Have No Admiration for Old Fuddy-duddies
Ed, my neighbor next door, celebrated Halloween night greeting trick and treaters at his door. Both Ed and I think treating excited youngsters with chips or candy is great Halloween fun. This year Ed opened his door wearing an impressive skeleton costume. Each Halloween, Ed is willing to spend his money for an excellent disguise. Unfortunately with his costume, Ed frightened one little child, but he gave out double treats to get back in the little one’s good graces. “Pretty smooth move for a bone head,” he bragged to me later. I told Ed that I commended the high number of parents who made the effort to be out with their kids on Halloween night.
Ed said, “Don’t admire parents for chaperoning, unless the kids are really young. If there are endless parents around, they spoil the atmosphere of a spooky Halloween adventure.”
“It’s, better if parents give a safe and mischief-free environment for everyone to enjoy,” I commented.
“I have no admiration for an old fuddy-duddy,” Ed commented as our discussion ended.
Ed’s comment reminded me of how admiration for another person is a very subjective affair. An Angus Reid poll asked the question, “Whom do you admire?” The person that topped the poll was, David Suzuki. When the National Post asked readers to respond to the same question, it wasn’t David Suzuki or other public figures that the paper’s readers admired the most. The largest number of responses was for common ordinary people. Some were for particular types of workers who face the general public positively, day after day, like the streetcar conductor, the waitress and the cashier at the grocery. The members of the armed forces, the police, the firemen and the ambulance personnel were among those whom people admired. Veterans and specific veterans were also admired.
Some famous Canadians were admired like Terry Fox and Rick Hanson. Yet, the more publicity a person receives, the more that individual may be both celebrated and criticized. If no one knows you, how can they like or dislike you? Admiration like popularity can vanish in a twinkling of an eye. Dislike, rejection and contempt, can come our way for being a friend or supporter of a particular person. If we are a true friend of Jesus, we will suffer for it. Jesus said it this way, “Blessed are you when others revile you and persecute you and utter all kinds of evil against you falsely on my account.” In September of this year, 78 believers in Christ were killed, and 100 more injured when a pair of suicide bombers blew themselves up at the end of an Anglican Church service in Pakistan.

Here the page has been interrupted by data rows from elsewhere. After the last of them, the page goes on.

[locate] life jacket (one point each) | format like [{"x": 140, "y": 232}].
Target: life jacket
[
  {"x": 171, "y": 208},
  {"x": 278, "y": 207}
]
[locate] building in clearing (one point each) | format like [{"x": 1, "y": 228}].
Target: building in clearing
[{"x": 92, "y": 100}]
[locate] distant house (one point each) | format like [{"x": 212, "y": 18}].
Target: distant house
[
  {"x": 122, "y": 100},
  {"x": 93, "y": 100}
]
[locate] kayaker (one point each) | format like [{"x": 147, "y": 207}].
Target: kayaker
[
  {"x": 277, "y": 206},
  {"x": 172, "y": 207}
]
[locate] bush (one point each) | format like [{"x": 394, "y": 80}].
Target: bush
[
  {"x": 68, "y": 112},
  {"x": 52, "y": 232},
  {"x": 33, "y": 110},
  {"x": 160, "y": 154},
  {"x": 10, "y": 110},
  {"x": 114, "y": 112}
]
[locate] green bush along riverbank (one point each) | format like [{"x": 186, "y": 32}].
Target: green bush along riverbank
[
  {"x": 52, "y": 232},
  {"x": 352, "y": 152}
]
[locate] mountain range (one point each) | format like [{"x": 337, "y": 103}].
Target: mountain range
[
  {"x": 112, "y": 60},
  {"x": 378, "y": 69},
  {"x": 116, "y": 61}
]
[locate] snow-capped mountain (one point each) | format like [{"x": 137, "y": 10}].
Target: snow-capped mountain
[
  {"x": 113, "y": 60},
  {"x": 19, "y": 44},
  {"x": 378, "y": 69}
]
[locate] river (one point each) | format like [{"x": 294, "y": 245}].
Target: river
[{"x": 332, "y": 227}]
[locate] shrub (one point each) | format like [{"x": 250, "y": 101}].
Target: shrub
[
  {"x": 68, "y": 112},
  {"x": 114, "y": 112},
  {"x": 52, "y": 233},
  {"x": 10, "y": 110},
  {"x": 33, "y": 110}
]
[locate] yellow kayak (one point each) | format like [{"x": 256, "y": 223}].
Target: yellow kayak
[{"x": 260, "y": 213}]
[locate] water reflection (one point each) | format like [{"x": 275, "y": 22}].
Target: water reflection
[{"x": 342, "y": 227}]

Jesus warned his disciples, “If the world hates you, keep in mind that it hated me first. I have chosen you out of the world. No servant is greater than his master. If they persecuted me, they will persecute you also.” Paul also warned Timothy that everyone who wants to live a godly life in Christ Jesus will be persecuted. When we are persecuted for Jesus’ sake, let us fix our eyes on Jesus, our master, who endured the cross set before him. Jesus did this so that we can proclaim with admiration that salvation belongs to our God and to the Lamb!